- Install the dependencies:
pip install -r requirements.txt-
Make sure the data is in the
data/CSVdirectory. -
Run the EDA:
python src/data-exploration/EDA.pyWe use Hydra for configuration management, which provides a flexible way to configure experiments and run parameter sweeps. Hydra allows you to override any configuration parameter from the command line without modifying config files.
To run a basic experiment with default settings:
python main.pyYou can override any configuration value from the command line:
# Run with a specific unlearning method
python main.py experiment.unlearn_type=amnesiac
# Run on a specific device
python main.py system.device=cuda
# Change data parameters
python main.py data.n_samples=2000 data.n_features=50
# Enable WandB logging
python main.py wandb.enabled=true wandb.mode=onlineHydra's multirun feature allows you to run parameter sweeps easily:
# Run experiments with different unlearning methods
python main.py --multirun experiment.unlearn_type=ssd,amnesiac,sisa,scrub+r
# Sweep over forget set sizes
python main.py --multirun forget.n_points=10,50,100,200,500
# Use ranges for more granular sweeps
python main.py --multirun "forget.n_points=range(10,100,10)"

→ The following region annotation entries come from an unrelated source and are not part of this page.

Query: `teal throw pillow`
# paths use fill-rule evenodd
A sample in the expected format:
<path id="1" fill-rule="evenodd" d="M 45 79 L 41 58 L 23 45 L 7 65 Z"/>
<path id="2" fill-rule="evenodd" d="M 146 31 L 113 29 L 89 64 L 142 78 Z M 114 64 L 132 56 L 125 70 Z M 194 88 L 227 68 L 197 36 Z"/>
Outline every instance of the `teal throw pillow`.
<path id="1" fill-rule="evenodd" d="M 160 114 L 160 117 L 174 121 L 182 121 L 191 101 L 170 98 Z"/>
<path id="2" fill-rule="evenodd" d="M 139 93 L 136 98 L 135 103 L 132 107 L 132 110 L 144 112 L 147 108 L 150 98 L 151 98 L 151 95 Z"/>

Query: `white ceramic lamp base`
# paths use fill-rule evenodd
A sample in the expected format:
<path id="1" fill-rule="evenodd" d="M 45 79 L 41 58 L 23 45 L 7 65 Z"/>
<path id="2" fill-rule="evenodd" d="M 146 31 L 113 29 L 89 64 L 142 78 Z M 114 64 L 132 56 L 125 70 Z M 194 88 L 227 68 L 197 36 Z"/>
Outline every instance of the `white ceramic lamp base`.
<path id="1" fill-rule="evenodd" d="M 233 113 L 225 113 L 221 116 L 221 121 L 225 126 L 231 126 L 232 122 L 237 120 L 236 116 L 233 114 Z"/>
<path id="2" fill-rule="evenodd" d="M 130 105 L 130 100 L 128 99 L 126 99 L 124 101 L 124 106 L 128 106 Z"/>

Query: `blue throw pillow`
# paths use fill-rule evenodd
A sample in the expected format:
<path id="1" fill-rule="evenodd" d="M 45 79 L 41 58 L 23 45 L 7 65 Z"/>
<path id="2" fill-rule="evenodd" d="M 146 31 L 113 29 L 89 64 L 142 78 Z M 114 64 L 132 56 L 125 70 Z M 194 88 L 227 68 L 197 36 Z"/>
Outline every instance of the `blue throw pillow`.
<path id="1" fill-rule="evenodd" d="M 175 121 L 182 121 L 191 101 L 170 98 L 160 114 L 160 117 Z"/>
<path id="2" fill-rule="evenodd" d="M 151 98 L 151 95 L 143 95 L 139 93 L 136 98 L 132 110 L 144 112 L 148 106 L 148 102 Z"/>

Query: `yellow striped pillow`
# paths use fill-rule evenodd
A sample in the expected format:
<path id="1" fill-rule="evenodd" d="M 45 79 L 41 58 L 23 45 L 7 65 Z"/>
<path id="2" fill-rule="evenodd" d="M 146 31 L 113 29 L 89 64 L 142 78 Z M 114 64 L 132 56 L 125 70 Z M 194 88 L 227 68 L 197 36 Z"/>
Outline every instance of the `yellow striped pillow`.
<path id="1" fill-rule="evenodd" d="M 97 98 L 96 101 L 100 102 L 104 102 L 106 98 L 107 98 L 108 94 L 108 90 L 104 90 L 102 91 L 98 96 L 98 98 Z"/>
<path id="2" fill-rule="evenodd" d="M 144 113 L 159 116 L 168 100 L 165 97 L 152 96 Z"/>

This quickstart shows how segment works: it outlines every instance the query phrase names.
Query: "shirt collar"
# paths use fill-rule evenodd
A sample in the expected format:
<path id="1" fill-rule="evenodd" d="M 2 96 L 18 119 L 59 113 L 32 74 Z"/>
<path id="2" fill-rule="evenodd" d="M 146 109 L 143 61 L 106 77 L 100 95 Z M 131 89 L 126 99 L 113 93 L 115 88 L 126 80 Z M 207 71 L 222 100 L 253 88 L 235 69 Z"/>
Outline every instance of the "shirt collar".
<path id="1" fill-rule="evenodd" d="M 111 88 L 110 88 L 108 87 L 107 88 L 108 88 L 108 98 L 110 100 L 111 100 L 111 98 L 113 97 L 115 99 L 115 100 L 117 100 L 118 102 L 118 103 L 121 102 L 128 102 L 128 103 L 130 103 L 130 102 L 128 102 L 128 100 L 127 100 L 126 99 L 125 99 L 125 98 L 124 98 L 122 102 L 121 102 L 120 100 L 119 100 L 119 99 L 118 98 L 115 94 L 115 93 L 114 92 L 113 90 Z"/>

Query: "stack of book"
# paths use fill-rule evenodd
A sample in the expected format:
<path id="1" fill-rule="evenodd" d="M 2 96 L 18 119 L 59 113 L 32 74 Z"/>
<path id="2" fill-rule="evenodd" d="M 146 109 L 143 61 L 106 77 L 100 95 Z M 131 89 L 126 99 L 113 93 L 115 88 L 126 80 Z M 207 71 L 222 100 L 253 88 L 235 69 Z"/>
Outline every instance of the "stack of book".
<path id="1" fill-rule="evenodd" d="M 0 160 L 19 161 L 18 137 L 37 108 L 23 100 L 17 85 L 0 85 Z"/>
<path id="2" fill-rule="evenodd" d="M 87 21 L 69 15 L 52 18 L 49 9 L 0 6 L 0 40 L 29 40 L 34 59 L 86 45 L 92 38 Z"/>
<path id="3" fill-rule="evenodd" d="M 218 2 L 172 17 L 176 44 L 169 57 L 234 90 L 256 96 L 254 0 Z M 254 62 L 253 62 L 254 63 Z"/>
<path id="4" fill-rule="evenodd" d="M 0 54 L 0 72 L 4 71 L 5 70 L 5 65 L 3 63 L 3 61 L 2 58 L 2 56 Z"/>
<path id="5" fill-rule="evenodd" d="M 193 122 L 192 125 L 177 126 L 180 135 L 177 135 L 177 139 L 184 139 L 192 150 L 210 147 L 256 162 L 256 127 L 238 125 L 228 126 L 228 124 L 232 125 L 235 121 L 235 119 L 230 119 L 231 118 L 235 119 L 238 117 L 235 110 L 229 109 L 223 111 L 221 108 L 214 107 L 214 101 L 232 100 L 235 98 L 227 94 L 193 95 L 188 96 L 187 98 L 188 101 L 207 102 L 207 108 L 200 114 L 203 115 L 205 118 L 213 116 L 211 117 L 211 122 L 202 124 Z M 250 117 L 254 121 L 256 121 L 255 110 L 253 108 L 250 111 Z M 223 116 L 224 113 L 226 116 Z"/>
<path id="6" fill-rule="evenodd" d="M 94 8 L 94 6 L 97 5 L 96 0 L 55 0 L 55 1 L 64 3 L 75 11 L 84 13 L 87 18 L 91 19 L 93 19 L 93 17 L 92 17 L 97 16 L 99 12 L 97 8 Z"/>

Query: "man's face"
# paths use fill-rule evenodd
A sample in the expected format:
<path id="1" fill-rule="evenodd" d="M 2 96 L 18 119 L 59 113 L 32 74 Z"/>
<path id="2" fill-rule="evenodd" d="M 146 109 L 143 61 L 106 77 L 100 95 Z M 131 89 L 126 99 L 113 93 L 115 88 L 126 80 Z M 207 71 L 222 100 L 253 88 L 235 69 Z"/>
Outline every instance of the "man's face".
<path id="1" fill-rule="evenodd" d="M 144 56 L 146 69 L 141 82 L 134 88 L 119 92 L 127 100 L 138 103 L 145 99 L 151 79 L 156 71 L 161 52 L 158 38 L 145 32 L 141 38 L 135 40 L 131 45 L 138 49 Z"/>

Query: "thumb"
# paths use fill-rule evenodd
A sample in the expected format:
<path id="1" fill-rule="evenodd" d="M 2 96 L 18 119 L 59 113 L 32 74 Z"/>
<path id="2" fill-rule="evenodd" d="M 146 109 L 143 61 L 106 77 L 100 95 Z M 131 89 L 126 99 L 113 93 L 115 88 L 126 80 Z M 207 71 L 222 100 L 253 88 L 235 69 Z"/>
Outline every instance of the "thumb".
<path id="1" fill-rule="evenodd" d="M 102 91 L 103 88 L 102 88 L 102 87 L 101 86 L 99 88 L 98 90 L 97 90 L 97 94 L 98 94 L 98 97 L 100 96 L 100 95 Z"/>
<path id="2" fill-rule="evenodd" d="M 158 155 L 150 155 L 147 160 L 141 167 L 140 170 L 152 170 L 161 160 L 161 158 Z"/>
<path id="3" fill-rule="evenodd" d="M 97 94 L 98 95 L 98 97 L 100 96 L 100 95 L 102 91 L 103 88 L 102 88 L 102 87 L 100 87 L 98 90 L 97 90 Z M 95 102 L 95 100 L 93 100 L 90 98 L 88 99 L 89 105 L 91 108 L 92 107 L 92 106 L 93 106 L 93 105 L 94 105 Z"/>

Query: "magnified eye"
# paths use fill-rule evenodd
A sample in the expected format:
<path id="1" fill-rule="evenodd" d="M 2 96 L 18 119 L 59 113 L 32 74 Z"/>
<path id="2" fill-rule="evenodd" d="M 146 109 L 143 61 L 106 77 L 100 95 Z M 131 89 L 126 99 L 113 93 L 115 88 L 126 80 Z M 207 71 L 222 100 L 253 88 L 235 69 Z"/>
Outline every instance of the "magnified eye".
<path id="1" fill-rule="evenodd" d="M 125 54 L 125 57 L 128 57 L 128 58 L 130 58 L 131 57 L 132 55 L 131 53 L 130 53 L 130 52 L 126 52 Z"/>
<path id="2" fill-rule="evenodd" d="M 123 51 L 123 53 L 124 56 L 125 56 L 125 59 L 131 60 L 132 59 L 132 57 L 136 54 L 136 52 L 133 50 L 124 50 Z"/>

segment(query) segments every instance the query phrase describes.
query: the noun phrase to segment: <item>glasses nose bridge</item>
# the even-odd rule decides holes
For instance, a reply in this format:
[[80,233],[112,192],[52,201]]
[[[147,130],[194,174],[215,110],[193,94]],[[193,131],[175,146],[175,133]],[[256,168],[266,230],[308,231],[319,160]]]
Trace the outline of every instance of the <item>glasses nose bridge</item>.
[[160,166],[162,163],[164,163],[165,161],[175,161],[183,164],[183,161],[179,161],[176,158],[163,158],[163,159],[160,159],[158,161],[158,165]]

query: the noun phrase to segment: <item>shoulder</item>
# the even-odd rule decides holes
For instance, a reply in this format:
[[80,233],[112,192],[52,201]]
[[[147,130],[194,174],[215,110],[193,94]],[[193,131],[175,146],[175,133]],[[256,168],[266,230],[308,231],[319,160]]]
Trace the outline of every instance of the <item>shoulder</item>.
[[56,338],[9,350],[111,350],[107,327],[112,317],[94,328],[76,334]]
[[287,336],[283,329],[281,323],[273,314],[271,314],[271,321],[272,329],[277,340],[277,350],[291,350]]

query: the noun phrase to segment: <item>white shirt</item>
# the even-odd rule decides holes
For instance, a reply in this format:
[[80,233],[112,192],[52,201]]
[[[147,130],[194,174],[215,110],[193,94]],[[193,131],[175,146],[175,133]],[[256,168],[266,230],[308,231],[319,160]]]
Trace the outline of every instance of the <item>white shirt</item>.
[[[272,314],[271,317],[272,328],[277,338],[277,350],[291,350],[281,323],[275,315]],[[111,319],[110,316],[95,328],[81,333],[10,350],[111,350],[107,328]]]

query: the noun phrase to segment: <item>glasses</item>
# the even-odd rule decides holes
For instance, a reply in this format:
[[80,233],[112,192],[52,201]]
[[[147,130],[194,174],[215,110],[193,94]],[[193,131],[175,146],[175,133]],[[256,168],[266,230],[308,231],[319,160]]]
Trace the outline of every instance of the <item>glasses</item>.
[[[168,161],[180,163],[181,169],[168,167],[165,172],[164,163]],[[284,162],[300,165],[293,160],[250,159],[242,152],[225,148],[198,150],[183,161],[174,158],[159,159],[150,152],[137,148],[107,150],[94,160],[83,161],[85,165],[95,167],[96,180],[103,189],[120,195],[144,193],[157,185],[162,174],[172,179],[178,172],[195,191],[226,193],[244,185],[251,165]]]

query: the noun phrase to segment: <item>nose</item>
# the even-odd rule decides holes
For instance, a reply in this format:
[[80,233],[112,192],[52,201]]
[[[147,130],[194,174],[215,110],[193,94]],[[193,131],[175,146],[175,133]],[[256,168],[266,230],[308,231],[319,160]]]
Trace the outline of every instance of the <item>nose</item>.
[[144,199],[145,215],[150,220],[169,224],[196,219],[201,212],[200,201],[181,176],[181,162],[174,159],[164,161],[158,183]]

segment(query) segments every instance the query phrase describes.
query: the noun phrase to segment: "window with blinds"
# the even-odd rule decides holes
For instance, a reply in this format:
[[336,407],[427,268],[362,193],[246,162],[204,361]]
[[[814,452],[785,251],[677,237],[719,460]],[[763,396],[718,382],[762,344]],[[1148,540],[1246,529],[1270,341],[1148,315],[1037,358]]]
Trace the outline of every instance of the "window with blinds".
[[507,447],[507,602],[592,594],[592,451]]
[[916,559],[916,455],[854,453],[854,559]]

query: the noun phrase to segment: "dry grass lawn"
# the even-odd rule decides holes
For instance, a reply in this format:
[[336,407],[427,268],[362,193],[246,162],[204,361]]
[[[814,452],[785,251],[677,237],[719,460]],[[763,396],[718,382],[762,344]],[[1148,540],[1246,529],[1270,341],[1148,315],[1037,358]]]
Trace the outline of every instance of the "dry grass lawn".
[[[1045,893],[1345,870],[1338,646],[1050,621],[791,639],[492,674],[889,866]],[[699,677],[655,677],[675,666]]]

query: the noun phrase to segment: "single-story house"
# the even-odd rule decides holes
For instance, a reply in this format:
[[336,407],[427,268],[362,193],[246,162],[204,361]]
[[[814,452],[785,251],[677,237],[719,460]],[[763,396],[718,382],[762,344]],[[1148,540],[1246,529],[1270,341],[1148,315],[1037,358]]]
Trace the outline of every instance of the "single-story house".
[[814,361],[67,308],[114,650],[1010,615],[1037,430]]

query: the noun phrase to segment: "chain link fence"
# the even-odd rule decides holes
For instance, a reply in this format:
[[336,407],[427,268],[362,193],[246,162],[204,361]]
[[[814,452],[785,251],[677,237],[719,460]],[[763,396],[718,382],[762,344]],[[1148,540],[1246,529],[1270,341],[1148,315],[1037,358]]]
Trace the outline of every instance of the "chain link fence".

# Combine multiple parameters
python main.py --multirun experiment.unlearn_type=ssd,amnesiac forget.n_points=10,50,100To run experiments in parallel use multirun and set the hydra/launcher
python main.py --multirun hydra/launcher=ray_launcher forget.ood_ratio=0.0,0.1,0.2,0.3,0.4,0.5,0.6,0.7,0.8,0.9,1.0 experiment.unlearn_type=ssd,amnesiacThe configuration is organized into the following sections:
data: Parameters for synthetic data generationmodel: Neural network model configurationforget: Forget set configurationwandb: Weights & Biases logging settingssystem: System settings (device, seed)experiment: Experiment parameters (unlearning method, repeats, etc.)
See configs/config.yaml for the complete configuration structure and default values.